I can speak of myself with certainty; I was in love with a man who didn't love me, or want me, or think of me in that capacity.   That man was perfect to me. From his appearance to his voice to his nature, I loved him with every atom of my being.

 

I was hopelessly in love with man who was just as hopelessly in love with a woman I knew and despised.

 

And that man I had loved, married that woman.

 

Looking at a photo of them taken at one of the company's picnics or whatever it was, the fact they were in love with each other was obvious.   Obvious to me now, but not then.   

 

That was the painful reality.   I had never realised that man had not loved me at all.   Had I opened my eyes, had I actually looked at the photo,  seen how they looked at each other... but I hadn't.  Not then.

 

If Patrick and I stood next to that man and his wife, at any time in our lives, the fact we did not love each other would shout.
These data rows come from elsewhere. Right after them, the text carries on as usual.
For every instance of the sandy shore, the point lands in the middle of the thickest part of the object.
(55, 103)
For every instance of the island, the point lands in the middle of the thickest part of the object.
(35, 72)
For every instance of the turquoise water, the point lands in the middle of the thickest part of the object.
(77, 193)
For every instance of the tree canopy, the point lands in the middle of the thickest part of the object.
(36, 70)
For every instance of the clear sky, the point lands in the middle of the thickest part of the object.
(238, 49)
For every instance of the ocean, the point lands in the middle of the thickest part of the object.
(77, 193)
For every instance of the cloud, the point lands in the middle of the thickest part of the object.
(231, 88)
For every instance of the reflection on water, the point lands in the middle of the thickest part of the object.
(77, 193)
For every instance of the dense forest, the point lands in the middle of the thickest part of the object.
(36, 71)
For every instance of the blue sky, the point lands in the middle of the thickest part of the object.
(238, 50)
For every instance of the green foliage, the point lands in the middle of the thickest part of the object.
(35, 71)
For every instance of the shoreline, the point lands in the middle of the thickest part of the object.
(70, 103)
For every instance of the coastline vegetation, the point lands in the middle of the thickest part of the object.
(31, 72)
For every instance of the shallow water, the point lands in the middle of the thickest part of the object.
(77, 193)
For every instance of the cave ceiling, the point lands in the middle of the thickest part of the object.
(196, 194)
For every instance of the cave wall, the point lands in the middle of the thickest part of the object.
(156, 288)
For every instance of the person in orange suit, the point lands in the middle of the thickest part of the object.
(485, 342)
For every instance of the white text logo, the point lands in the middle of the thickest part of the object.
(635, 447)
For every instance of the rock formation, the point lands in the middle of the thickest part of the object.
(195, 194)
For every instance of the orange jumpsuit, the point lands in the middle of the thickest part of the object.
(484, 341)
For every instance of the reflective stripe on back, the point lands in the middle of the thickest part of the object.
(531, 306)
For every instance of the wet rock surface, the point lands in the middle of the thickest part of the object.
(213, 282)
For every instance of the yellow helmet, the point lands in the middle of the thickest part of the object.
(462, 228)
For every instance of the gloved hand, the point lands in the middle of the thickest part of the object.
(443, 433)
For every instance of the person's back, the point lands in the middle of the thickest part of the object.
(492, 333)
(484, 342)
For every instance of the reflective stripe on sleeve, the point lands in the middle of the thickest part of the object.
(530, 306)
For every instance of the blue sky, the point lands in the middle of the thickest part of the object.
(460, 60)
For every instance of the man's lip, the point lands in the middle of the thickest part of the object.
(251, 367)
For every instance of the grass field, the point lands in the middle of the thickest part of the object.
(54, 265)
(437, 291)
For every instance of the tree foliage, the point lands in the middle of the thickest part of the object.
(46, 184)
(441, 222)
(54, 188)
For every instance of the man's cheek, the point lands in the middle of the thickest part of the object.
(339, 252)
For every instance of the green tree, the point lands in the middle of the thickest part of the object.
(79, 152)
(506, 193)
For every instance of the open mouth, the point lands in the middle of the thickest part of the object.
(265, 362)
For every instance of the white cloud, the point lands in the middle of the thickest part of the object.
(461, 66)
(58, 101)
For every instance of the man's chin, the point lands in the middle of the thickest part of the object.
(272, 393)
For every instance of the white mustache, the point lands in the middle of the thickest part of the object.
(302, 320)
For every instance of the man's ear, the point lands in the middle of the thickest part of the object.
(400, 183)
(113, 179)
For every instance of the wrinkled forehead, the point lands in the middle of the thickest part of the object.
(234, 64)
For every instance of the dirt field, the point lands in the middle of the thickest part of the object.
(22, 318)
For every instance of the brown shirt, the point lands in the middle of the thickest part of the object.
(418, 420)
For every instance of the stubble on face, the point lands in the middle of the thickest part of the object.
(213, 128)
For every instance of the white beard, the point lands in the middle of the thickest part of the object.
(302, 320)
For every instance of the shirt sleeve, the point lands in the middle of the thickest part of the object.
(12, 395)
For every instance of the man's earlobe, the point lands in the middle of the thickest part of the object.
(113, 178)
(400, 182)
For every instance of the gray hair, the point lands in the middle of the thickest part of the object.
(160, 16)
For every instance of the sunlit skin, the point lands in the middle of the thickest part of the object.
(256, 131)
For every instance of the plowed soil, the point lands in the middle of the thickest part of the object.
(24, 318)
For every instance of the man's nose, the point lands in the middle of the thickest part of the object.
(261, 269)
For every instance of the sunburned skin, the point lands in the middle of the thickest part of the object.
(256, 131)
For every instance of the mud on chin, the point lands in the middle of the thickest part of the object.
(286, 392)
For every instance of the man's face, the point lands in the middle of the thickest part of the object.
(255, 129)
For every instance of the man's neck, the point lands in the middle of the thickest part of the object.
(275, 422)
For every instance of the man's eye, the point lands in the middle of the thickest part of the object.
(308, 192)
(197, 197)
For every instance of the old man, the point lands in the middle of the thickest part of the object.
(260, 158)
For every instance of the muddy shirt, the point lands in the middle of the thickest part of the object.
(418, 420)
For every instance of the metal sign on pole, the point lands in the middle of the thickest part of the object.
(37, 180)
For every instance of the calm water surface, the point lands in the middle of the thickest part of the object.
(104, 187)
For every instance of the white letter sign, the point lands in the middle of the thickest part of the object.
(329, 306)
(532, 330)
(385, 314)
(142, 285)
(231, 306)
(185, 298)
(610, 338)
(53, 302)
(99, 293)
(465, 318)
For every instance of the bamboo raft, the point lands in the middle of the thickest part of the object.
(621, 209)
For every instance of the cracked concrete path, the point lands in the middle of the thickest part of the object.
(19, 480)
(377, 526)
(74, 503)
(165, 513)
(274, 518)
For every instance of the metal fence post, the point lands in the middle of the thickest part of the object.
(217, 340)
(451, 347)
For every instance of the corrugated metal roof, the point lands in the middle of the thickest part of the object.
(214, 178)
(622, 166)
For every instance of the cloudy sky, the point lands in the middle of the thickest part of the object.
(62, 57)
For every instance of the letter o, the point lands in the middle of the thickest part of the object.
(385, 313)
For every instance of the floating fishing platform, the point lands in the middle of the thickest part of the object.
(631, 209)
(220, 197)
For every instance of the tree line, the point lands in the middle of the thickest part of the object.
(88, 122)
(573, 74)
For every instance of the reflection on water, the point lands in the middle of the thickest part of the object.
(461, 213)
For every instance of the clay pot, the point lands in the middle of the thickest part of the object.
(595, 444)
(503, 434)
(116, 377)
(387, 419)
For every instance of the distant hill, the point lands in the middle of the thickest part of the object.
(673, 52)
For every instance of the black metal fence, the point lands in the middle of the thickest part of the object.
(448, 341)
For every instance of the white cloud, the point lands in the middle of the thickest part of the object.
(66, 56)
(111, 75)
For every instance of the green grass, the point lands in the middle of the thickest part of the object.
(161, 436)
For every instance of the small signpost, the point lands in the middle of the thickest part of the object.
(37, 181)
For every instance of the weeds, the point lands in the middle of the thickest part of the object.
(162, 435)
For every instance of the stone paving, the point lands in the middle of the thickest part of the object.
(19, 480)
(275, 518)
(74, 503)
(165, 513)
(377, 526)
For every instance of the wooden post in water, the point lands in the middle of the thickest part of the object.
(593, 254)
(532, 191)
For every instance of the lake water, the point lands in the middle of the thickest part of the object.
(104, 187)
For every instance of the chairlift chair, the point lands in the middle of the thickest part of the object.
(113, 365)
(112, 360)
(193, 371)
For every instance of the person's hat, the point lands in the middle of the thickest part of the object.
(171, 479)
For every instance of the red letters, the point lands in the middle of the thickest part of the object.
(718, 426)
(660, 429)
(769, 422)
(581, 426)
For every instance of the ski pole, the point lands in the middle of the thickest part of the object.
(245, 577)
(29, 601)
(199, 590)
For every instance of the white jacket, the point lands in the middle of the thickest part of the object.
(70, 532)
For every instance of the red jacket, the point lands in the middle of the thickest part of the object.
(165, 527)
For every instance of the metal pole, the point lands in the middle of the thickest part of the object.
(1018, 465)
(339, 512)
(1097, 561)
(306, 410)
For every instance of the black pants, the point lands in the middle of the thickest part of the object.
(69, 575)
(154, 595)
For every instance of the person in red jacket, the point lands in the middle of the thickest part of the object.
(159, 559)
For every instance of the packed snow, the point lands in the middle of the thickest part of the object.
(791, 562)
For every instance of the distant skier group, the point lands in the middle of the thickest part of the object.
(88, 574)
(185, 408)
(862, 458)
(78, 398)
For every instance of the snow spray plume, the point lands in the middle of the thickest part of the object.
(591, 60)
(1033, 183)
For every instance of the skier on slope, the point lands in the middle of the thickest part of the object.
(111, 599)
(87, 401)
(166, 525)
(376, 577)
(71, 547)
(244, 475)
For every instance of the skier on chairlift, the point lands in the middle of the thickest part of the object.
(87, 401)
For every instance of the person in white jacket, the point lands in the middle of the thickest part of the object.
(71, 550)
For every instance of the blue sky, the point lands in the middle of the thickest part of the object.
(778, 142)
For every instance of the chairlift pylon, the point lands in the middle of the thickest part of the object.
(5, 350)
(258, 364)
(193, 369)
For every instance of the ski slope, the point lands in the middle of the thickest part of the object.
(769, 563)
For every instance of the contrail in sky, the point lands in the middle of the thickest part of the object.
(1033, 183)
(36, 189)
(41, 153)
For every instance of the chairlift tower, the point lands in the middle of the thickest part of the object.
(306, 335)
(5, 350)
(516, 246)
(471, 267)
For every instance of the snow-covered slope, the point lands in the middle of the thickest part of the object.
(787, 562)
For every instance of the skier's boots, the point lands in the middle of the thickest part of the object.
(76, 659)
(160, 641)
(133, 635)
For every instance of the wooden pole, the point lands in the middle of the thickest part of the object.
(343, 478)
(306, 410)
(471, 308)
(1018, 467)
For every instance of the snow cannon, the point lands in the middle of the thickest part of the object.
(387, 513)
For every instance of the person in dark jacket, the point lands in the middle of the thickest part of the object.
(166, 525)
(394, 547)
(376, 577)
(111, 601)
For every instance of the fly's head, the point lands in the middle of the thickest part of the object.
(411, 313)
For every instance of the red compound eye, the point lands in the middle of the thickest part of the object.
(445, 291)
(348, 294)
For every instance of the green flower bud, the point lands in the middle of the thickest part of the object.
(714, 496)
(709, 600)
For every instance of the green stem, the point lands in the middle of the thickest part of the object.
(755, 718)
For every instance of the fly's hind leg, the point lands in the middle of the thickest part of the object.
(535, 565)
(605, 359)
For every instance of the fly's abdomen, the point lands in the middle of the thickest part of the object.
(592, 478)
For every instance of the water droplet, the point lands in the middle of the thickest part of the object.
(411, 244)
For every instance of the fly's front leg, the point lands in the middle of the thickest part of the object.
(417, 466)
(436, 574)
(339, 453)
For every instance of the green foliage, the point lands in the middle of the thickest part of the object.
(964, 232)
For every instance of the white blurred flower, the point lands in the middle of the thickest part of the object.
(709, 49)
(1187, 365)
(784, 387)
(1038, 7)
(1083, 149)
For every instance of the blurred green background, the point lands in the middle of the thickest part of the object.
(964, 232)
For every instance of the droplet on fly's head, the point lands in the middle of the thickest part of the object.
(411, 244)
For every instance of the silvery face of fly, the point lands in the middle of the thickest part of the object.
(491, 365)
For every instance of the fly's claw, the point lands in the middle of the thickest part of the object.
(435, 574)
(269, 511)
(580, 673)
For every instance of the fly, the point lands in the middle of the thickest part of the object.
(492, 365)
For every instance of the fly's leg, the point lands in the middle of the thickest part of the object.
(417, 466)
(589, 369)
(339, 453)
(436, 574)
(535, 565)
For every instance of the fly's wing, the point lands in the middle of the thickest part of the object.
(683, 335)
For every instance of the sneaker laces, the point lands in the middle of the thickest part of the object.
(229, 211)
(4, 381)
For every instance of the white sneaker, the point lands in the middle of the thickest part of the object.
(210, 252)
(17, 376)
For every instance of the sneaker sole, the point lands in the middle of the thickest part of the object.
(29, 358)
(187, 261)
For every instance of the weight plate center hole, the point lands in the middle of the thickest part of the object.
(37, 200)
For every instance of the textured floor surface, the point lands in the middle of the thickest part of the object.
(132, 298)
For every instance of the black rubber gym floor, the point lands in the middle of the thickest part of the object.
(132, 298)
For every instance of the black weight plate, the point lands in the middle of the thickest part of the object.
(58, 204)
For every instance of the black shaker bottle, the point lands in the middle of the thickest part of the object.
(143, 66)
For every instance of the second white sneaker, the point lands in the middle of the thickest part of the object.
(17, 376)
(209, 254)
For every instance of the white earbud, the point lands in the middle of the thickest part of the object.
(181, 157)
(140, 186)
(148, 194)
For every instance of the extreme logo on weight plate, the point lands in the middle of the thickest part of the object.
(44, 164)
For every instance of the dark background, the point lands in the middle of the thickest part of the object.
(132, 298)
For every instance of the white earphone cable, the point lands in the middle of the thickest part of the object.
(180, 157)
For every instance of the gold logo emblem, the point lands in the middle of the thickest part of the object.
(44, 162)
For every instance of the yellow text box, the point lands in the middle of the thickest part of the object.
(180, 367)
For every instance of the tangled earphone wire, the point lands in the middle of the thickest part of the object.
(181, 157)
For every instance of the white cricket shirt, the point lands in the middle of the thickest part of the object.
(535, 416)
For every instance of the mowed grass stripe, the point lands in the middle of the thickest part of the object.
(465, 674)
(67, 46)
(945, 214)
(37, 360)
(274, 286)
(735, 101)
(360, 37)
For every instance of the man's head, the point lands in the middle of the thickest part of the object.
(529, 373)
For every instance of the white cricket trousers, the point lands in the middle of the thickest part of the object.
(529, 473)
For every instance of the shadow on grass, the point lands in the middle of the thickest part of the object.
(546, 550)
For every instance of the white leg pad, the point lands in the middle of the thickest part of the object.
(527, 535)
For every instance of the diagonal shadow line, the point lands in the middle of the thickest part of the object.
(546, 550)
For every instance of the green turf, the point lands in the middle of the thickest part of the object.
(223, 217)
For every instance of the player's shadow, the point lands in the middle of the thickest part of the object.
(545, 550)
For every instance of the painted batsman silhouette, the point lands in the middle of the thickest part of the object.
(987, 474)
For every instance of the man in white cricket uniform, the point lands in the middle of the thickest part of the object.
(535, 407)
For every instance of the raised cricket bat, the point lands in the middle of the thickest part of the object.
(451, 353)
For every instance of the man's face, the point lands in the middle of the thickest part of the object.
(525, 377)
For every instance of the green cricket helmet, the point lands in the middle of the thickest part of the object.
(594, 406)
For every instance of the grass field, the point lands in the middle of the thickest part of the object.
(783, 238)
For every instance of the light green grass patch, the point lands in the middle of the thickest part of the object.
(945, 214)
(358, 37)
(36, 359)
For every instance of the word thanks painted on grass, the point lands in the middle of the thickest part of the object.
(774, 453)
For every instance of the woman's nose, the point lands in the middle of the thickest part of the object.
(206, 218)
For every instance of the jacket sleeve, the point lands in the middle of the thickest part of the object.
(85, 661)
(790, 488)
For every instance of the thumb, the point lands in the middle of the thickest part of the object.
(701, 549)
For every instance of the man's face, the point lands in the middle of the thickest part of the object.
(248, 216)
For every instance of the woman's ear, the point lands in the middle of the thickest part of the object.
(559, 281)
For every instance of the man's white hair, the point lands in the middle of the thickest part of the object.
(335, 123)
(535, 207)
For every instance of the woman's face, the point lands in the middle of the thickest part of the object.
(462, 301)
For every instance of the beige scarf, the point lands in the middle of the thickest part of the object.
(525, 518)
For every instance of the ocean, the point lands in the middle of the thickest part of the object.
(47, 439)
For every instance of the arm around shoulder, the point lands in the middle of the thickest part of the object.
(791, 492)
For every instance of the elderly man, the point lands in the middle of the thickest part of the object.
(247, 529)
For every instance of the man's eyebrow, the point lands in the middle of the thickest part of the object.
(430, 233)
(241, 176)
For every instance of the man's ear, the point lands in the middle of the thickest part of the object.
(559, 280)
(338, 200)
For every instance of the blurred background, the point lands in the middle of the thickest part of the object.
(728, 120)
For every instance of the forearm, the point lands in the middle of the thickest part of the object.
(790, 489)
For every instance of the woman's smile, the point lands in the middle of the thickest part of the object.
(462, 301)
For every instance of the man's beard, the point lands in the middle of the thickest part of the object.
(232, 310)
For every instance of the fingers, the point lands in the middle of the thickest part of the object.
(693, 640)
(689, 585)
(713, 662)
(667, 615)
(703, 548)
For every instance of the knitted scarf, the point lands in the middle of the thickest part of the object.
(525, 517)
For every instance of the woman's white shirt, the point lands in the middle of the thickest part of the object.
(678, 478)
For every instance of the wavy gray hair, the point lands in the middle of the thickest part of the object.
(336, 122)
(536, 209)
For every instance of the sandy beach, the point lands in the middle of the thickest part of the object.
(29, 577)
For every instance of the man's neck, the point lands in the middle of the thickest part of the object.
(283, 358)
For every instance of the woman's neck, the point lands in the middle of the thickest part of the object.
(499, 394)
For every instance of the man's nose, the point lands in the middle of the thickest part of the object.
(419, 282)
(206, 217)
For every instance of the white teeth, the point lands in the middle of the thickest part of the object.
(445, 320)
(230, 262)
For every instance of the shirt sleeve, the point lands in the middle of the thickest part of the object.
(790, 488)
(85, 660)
Patrick instinctively knew that, so we nevertook those 'look fondly at each other' photos.   Of all that Patrick and I shared and exhibited, I would say the awareness of how we would appear to others was the most significant factor.

 

It took me years to appreciate the simple observable truth.   Something I could have seen, if my eyes were clear, when I was nineteen.

 

But my eyes were not clear, my thoughts were jumbled, my comprehension of interactions between people was flawed.  So when my beloved married a woman I knew and despised, I had to run.  Had to get to some other place where I would not see them. 

 

I couldn't deal with my own blindness.  That is the centrepiece.  That is the key to my life.  If I had suspected he loved someone else, was with someone else, then I wouldn't have dumped every atom my love into him.  But I never suspected, never saw any 'sign' and when it happened I nominated myself as the stupidest person that had ever taken breath.